Bir ittifakın oluşması için güncel talepleri gündemine alan ama esas olarak nasıl bir Türkiye’de yaşamak istiyoruz, nasıl bir siyasal rejimle yönetilmek istiyoruz sorularına üreteceğimiz, çözümlerde ortaklaştığımız bir platformun oluşması gerekir.  Yani ekonomide halkın taleplerinin ve ihtiyaçlarının esas alındığı halk için ekonomi, halk için bütçe, demokratik haklar ve siyasi özgürlükleri gerçekten güvenceye alan, Kürt sorununun eşit haklarla demokratik çözümünü sağlayan, kadınların hak eşitliğini gerçekleştiren, gerçek bir inanç özgürlüğünü esas alan laikliği esas alan bir demokratikleşmeyi düstur edinen bir yaklaşım. Bugün kayyum rejimi halkın iradesini gasp etmektedir. Halk iradesinin esas olduğu, milletvekillerinden, valilik, kaymakamlık, yargı mensuplarına kadar kamu hizmeti görenlerin seçimle iş başına geldiği, seçilmişlerin halka karşı sorumlu olduğu ve halka hesap verdiği, atanmışların vesayetine son verildiği, seçilmişlerin ücretlerinin kalifiye işçilik ücretlerinin ortalamasına göre verildiği, seçilmişleri bürokrasinin ve siyasetin görevden alması değil, halkın geri çağırma hakkının bulunduğu bir siyasi rejimin alternatif olarak ortaya konulması.  Anti- emperyalizm ekseninde halkların kardeşliğine, dayanışmasına, dostluğa,  başka ülkelerin egemenlik haklarına saygıya dayanan bir dış politika. Bu kriterler elbette üzerinde müzakereye muhtaç.

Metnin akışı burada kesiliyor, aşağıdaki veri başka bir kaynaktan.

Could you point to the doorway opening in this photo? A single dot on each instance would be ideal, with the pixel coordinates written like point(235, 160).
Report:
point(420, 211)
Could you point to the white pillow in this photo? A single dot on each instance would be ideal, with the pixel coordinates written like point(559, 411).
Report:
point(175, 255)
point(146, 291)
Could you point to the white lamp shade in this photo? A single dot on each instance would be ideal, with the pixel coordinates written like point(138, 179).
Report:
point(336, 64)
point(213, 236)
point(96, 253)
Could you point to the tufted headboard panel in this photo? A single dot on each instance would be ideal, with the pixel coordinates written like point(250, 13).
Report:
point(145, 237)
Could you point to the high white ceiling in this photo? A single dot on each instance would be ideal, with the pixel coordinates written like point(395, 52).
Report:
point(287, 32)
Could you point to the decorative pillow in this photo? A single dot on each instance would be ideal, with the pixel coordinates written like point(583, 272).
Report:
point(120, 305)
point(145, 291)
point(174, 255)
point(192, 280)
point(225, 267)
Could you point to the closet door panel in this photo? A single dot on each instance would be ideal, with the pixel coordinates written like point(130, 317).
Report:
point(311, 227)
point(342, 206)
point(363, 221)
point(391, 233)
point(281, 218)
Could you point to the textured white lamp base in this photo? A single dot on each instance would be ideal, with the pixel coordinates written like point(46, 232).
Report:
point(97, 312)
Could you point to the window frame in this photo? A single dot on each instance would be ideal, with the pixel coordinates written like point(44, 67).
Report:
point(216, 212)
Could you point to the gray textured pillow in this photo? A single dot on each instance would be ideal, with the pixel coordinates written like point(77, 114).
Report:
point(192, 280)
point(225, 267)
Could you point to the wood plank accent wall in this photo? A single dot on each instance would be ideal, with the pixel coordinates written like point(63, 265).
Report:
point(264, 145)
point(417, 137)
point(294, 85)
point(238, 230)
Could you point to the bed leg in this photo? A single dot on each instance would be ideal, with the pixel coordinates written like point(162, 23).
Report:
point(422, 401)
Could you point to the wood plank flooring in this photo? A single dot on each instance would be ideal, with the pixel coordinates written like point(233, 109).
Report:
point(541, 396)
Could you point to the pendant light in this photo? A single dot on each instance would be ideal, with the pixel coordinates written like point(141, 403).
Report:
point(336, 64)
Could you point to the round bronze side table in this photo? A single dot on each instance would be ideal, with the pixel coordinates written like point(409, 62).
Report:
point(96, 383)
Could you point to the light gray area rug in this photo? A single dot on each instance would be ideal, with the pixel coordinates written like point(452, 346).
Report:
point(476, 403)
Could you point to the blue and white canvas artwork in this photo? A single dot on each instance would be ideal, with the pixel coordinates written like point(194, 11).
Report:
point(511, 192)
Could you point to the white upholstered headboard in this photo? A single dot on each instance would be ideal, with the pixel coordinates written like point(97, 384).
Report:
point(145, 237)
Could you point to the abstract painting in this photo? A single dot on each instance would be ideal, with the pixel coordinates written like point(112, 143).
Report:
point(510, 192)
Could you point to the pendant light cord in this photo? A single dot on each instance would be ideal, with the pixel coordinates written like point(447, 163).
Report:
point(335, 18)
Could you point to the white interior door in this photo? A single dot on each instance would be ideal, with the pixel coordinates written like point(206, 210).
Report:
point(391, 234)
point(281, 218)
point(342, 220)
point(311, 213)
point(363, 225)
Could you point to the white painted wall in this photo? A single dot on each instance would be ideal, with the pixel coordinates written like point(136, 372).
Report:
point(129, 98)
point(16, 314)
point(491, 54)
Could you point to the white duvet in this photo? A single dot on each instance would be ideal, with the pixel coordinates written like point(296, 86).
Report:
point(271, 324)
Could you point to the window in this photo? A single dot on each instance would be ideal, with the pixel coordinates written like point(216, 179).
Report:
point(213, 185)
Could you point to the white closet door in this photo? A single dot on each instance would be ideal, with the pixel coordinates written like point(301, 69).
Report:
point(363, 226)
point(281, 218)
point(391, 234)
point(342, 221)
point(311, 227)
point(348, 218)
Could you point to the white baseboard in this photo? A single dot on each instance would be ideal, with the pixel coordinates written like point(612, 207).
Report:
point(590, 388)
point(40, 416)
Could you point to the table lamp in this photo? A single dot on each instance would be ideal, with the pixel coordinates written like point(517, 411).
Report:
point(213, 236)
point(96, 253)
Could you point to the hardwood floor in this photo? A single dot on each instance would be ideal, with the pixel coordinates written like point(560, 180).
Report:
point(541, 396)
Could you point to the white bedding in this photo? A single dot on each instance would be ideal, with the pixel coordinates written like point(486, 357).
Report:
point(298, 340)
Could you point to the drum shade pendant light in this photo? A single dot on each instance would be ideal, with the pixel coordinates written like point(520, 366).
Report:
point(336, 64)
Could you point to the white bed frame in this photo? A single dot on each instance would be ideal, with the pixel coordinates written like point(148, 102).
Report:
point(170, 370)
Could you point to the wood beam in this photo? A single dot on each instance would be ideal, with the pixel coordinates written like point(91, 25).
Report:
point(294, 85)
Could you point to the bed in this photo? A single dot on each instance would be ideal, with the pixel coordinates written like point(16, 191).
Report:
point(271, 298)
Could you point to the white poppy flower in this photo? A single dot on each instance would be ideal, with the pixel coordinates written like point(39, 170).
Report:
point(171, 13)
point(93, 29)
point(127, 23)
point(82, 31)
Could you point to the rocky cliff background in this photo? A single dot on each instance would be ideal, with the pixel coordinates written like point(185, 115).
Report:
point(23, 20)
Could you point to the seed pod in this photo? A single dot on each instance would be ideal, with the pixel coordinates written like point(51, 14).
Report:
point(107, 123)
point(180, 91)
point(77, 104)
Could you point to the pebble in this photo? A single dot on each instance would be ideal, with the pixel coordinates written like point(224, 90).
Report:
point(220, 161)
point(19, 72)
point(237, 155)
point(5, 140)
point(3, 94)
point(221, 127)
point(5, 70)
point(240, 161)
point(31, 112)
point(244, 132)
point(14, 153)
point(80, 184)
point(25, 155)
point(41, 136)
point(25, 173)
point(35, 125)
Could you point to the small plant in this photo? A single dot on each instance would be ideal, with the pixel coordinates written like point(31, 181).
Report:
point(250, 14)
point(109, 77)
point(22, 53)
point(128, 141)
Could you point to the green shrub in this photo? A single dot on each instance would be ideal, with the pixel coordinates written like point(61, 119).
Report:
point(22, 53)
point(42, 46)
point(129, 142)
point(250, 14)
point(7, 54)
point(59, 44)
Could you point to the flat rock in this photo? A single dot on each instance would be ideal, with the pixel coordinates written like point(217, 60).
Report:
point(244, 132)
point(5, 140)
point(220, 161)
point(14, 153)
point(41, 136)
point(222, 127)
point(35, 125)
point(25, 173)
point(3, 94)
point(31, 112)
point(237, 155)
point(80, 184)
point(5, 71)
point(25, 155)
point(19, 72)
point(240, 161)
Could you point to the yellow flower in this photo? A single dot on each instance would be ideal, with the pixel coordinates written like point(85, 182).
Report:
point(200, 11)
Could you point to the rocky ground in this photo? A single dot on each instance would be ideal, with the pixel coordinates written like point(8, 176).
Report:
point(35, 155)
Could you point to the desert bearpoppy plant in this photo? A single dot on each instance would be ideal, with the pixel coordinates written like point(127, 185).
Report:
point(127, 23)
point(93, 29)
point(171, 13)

Bu çerçevede özetlersek, genel olarak demokratik bir Türkiye, halk için ekonomi politikalarını esas alan bir politik platform ittifakın zemini olur diye düşünüyorum.

Ercüment Akdeniz açıklama yaparken hala bu talepleri şekillendirdiğinizi, aydınlardan ve birçok kesimden öneri eleştiri aldığınızı da dile getirdi. Bu anlamda eksik görülen, sizin de ekleme ihtiyacı duyduğunuz noktalar oldu mu?

Geçmişte de çeşitli dönemlerde ihtiyaçtan doğan mücadele birliktelikleri, platformları deneyimleri var önümüzde. Bu deneyimlerin olumsuzluklarından dersler çıkarır, olumlulukların üzerinden yürürsek yol alırız. Büyüteceğimiz, güçlendireceğimiz her mücadele ortaklığı ülkenin demokratikleşmesine giden yolda ilerlemeyi sağlayacaktır. Bu noktada umudumuzu koruyoruz.